Behavioral science firms have exploded in popularity over the past 15 years, largely because of the popularity of books like Richard Thaler and Cass Sunstein’s Nudge, which covered research from the behavioral sciences on how an understanding of human decision making could be used to drive large business and public policy results.
However, now that we’re well over a decade into the applied behavioral science era, we have enough real-world data to determine whether or not nudging and the applied behavioral science firms that use them are effective, and the results aren’t pretty.
The most comprehensive study to date on the impact of nudges in real-world contexts shows that they have, on average, a 1.4% impact on the outcome variable. This is 1/6th of what the relevant academic studies predict (8.7%). A more recent re-analysis of nudging effect sizes published in The Proceedings of the National Academy of Sciences found a similar result. As they summarized: “…our Bayesian analysis indicates that, after correcting for this bias, no evidence remains that nudges are effective as tools for behaviour change.”

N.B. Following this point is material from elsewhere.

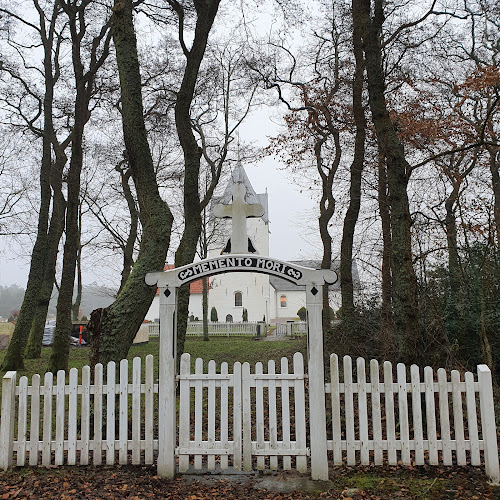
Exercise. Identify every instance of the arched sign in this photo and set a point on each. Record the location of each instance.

Given all this, it’s quite apparent that applied behavioral science as popularly practiced is much weaker than believed.
While many behavioral science firms publish seemingly impressive nudging case studies touting 40%, and sometimes 100+% impacts, these are often based on cherry-picking and small sample sizes. The fact of the matter is that the bodies of research most of these firms base their interventions on have been shown to either be false or much less powerful than originally reported.
Does that mean the behavioral sciences are useless in a business or public policy context?
No. But it does mean that they are being used inappropriately.
What works and what doesn’t
I’ve been a practicing applied behavioral scientist for close to 14 years, and I’ve worked on behavior change projects for dozens of companies and organizations, including the World Economic Forum. During that time, I’ve tested most of the promising behavioral science research, including that from behavioral economics. While I have an academic background, I’ve always been a skeptical pragmatist, focusing on results. If research doesn’t help us built better products, marketing campaigns, or companies, I’m not interested in it.
Early on in my career, I realized that nudge-style interventions didn’t work. At the time, I was consulting a variety of different companies, large and small, and was focused on figuring out “behavioral bottlenecks”. These were limiting factors that were preventing behaviors from occurring. For example, motivation or knowledge might be behavioral bottlenecks for exercise behavior. If we can determine the bottlenecks preventing someone from doing a behavior, we should in theory be able to remove them and cause a behavior change.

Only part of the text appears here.